The numbers above measure speedup at the 200-entity tier — the "make my queries faster" story. Cortex also moves the scale ceiling itself: with DiskANN engaged, a single Brainy instance reaches workloads that were previously single-machine impossible.

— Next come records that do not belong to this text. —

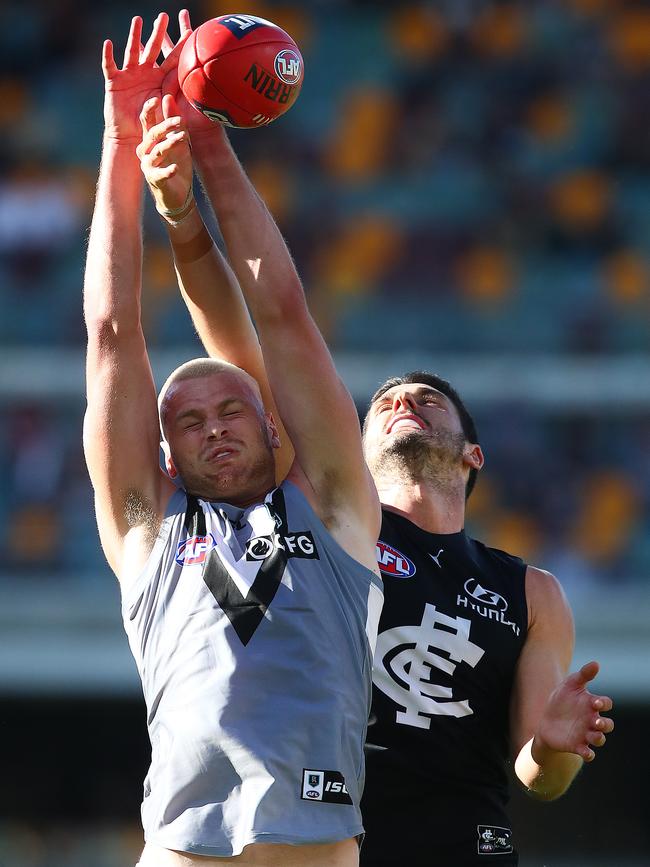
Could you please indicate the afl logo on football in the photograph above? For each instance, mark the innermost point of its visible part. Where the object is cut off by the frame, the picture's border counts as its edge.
(288, 66)
(393, 562)
(488, 597)
(259, 548)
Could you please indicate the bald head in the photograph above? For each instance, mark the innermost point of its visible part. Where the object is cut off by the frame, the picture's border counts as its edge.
(202, 368)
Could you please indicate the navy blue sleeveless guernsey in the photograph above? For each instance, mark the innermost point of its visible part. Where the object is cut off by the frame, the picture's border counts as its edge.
(451, 631)
(253, 634)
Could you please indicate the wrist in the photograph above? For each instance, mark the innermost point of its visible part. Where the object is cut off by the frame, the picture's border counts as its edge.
(175, 216)
(190, 242)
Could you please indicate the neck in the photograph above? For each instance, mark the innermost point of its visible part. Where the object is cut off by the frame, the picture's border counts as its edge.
(432, 508)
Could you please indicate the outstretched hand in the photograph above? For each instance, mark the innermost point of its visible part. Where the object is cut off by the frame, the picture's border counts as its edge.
(572, 720)
(164, 154)
(140, 78)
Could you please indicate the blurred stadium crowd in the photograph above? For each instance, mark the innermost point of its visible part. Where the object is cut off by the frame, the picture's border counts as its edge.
(460, 176)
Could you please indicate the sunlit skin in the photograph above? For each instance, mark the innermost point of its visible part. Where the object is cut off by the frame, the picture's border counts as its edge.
(407, 408)
(219, 440)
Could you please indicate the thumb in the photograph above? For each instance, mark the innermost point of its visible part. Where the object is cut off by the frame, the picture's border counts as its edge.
(587, 673)
(169, 106)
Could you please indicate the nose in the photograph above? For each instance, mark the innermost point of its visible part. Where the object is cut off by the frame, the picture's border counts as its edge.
(403, 401)
(216, 429)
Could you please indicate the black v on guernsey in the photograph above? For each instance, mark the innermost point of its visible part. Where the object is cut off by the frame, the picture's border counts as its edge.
(452, 628)
(253, 633)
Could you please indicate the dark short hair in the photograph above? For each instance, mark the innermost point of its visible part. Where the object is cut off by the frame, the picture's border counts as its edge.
(467, 422)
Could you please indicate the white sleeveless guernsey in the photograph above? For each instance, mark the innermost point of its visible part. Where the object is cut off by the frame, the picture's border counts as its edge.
(253, 632)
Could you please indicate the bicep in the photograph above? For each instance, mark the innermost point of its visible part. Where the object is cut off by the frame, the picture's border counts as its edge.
(545, 658)
(121, 433)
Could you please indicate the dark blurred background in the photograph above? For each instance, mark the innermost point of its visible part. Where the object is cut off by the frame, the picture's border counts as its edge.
(465, 186)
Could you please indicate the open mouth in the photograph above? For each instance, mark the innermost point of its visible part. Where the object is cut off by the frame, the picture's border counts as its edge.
(405, 422)
(218, 455)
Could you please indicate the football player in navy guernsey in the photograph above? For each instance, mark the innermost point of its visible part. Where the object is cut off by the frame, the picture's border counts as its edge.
(474, 646)
(251, 607)
(472, 654)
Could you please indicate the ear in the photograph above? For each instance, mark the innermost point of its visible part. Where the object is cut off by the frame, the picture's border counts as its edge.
(172, 472)
(473, 456)
(272, 428)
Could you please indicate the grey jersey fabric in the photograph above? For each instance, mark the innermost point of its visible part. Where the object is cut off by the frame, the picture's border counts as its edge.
(253, 633)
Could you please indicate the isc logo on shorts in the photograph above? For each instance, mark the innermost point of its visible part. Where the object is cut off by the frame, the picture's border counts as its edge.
(326, 786)
(393, 562)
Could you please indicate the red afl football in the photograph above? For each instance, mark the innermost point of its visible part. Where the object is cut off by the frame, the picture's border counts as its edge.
(240, 70)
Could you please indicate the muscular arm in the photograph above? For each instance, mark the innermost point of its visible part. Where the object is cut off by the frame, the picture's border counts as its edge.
(315, 407)
(121, 433)
(555, 721)
(206, 280)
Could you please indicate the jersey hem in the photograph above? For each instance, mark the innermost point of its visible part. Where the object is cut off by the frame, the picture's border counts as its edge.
(261, 837)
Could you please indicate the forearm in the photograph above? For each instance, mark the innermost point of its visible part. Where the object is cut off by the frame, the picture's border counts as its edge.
(114, 258)
(546, 773)
(256, 249)
(211, 292)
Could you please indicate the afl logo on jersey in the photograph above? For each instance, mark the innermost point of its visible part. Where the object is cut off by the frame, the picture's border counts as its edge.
(487, 597)
(393, 562)
(195, 550)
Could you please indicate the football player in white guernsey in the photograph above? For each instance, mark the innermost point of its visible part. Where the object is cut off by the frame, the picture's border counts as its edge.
(219, 440)
(421, 459)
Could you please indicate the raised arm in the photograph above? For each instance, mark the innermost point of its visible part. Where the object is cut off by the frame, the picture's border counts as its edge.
(315, 406)
(555, 720)
(121, 431)
(206, 280)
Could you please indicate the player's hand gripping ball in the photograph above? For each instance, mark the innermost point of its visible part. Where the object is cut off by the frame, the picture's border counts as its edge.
(240, 70)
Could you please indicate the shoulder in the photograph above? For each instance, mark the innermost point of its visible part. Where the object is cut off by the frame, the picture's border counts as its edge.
(501, 557)
(547, 602)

PROJECTED — design targets, not measured. The table below is extrapolated from algorithm math (Vamana / PQ memory + latency models). Measured numbers at 100M and 1B on real hardware ship in docs/verification-report.md as part of Piece 9 of the cortex 3.0 release. Per CLAUDE.md, perf claims without a MEASURED citation must carry a PROJECTED label until verified.

Workload	Brainy alone	Brainy + Cortex (HNSW)	Brainy + Cortex (DiskANN)
1 M vectors @ 384-dim	OK, ~1 GB RAM	OK, ~1 GB RAM, 25× faster search	OK, ~0.5 GB RAM, sub-ms search
10 M vectors	OK, ~15 GB RAM, slow build	OK, ~10 GB RAM	OK, ~3 GB RAM, 1–3 ms search
100 M vectors	Out of practical reach	OK if you have 100+ GB RAM	OK on a 32 GB box, 2–5 ms search
1 B vectors	Not possible (1.5 TB RAM)	Not possible (1.5+ TB RAM)	OK on a 64 GB box, 5–10 ms search

DiskANN auto-engages when storage is local and a stable idMapper is available — see docs/diskann.md. Cloud-storage adapters stay on HNSW transparently.

Embedding consistency: max element-wise diff = 1.43e-7, avg = 2.64e-8 (WASM and native produce equivalent vectors)

Same results, just faster. Cortex accelerates Brainy without changing any answer: native output matches the JavaScript baseline byte-for-byte, enforced by a 104-test cross-language parity suite (tokenization, value normalization, string collation, SQ8 distance, top-K ranking, roaring/msgpack). See Cortex Performance → Cross-Language Consistency.

Detailed Results

Embedding

What it does	WASM	Native Rust	Speedup
Engine initialization	192 ms	115 ms	1.7x
Embed one sentence	116 ms	47 ms	2.4x
Embed 1 sentence (batch path)	116 ms	55 ms	2.1x
Embed 10 sentences	1173 ms	330 ms	3.6x
Embed 20 sentences	2371 ms	611 ms	3.9x
Embed 50 sentences	6050 ms	1577 ms	3.8x

Data Operations

What it does	Brainy	+ Cortex	Speedup
Store one entity	21 ms	3.0 ms	7.0x
Store 20 entities at once	1384 ms	110 ms	12.6x
Retrieve one entity	0.001 ms	0.001 ms	1.3x
Remove and re-insert	113 ms	4.5 ms	25.0x

Search

What it does	Brainy	+ Cortex	Speedup
Search by meaning	21 ms	0.4 ms	50.8x
Search by fields	1.9 ms	0.018 ms	108.3x
Find similar items	0.3 ms	0.1 ms	2.9x

Graph

What it does	Brainy	+ Cortex	Speedup
Query relationships	0.011 ms	0.008 ms	1.3x

Neural

What it does	Brainy	+ Cortex	Speedup
Nearest neighbors	0.001 ms	0.001 ms	1.9x
Auto-cluster items	—	—	skipped

Embedding Throughput (batch of 50)

Engine	Texts/sec	ms/text
WASM	8	121.0
Native Rust	32	31.5

Methodology: Infrastructure operations measured 20 times after 3 warmup runs; embedding operations measured 10 times after 2 warmup runs. Reported value is the median. Infrastructure benchmarks use a lightweight hash-based embedding to isolate acceleration from model differences. Embedding benchmarks use the real all-MiniLM-L6-v2 model (384-dim). "Speedup" is the geometric mean of per-operation ratios within each category.